There are very few autopsy studies available on systemic distribution of clofazimine, a drug with anti-mycobacterial activity, used in multidrug therapy (MDT) regimen of leprosy and in erythema nodosum leprosum (ENL). An autopsy study was done on a 45 year old female of lepromatous leprosy (LL) on MDT and long term high dosage of clofazimine. Patient succumbed to intractable abdominal pain, diarrhoea, hypokalemia following clofazimine treatment. Autopsy study revealed yellowish brown discoloration of skin, viscera and body fluids. Chemical extraction of the drug revealed the highest concentration of the drug in jejunum (1.5mg/gm),followed by spleen (1.2mg/gm), pancreas (0.4mg/gm), adrenal (0.25mg/gm), liver (0.21mg/gm), and less than 0.2mg/gm in lung, fat, large intestine and stomach. It can be inferred from the present study that the drug is absorbed from the jejunum and gets deposited in fat, reticulo-endothelial cells (R-E cells) and hepatocytes. The drug is best demonstrated in cryostat sections and is lost partly during tissue processing and staining. The drug toxicity can be fatal as seen in the present case.

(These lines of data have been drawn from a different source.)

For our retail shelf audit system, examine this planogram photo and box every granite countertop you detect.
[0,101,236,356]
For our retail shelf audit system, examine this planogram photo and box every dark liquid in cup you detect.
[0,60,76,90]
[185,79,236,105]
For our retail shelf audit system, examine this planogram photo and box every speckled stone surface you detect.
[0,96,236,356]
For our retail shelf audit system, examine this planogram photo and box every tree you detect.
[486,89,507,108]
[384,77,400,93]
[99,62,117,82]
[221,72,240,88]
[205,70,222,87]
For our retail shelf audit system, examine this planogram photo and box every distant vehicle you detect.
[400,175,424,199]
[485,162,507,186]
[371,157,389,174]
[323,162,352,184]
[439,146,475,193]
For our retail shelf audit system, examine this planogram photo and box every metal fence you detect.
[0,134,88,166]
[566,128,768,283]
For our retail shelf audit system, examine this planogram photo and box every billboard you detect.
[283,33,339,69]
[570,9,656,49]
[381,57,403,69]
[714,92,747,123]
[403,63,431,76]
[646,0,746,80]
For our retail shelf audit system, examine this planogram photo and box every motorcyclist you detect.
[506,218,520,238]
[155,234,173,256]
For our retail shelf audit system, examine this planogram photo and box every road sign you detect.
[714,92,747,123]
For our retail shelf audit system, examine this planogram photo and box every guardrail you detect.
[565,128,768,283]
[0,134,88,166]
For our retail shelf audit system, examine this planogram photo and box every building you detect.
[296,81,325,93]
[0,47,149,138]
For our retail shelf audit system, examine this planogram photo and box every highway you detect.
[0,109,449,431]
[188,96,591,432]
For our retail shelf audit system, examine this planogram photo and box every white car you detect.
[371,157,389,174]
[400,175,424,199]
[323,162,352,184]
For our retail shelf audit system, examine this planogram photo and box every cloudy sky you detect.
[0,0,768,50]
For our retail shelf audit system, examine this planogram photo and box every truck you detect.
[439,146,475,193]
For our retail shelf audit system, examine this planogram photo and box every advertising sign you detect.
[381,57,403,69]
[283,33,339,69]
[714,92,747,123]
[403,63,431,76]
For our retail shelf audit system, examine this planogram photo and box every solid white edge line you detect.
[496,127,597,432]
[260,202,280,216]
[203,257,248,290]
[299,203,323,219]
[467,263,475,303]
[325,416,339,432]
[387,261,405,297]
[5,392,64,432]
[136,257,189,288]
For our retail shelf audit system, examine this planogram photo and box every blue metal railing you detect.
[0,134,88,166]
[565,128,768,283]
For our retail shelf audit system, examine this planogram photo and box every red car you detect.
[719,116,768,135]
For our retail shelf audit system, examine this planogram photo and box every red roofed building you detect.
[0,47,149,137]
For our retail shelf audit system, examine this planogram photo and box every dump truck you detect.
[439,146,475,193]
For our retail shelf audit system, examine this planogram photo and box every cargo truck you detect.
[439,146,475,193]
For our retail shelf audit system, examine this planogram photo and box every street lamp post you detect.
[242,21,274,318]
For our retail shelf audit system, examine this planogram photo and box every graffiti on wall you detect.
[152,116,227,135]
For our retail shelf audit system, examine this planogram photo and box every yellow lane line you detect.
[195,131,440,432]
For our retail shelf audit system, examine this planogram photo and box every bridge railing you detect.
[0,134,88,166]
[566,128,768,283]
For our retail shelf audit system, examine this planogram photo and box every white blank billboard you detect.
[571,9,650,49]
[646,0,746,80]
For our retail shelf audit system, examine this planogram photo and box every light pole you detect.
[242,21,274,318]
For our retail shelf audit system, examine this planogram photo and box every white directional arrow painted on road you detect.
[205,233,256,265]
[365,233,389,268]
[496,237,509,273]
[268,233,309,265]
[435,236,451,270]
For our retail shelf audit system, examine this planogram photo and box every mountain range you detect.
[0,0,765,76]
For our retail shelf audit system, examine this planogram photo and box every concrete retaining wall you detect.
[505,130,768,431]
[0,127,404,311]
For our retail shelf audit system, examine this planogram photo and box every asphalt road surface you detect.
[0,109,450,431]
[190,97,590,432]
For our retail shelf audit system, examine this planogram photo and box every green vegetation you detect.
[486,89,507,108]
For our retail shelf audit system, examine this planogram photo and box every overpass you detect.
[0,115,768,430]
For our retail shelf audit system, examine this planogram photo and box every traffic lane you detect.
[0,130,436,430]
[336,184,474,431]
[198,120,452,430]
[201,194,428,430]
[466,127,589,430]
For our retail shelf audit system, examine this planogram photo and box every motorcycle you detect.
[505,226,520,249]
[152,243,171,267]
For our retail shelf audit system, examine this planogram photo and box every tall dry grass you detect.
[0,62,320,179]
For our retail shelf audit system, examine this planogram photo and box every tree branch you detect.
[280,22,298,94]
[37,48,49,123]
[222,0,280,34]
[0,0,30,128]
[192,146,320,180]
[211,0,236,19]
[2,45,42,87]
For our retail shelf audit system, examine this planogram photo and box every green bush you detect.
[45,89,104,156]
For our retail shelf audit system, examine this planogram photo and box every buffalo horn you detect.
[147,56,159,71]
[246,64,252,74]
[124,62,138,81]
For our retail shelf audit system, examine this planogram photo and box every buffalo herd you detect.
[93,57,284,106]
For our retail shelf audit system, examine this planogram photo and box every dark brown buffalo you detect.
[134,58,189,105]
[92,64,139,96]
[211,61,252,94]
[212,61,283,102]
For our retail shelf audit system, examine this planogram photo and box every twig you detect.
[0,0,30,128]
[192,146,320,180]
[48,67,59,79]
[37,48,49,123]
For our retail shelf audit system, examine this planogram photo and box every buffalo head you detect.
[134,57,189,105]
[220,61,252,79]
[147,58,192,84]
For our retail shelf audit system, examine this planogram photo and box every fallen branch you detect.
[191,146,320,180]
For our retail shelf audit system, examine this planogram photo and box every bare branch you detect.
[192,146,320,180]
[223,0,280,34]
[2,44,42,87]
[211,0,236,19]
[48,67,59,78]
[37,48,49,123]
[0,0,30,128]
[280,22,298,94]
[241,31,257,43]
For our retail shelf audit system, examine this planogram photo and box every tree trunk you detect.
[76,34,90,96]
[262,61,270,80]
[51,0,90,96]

关于氯法齐明的全身分布情况,现有尸检研究非常少。氯法齐明是一种具有抗分枝杆菌活性的药物,用于麻风病的多药联合治疗(MDT)方案以及麻风结节性红斑(ENL)的治疗。对一名45岁接受MDT且长期高剂量服用氯法齐明的瘤型麻风(LL)女性患者进行了尸检研究。该患者在氯法齐明治疗后死于顽固性腹痛、腹泻和低钾血症。尸检研究显示皮肤、内脏和体液呈黄褐色变色。对该药物进行化学提取后发现,空肠中药物浓度最高(1.5mg/g),其次是脾脏(1.2mg/g)、胰腺(0.4mg/g)、肾上腺(0.25mg/g)、肝脏(0.21mg/g),而肺、脂肪、大肠和胃中的浓度低于0.2mg/g。从本研究可以推断,该药物从空肠吸收,并沉积在脂肪、网状内皮细胞(R-E细胞)和肝细胞中。该药物在低温恒温器切片中显示最佳,在组织处理和染色过程中会部分丢失。如本病例所示,药物毒性可能是致命的。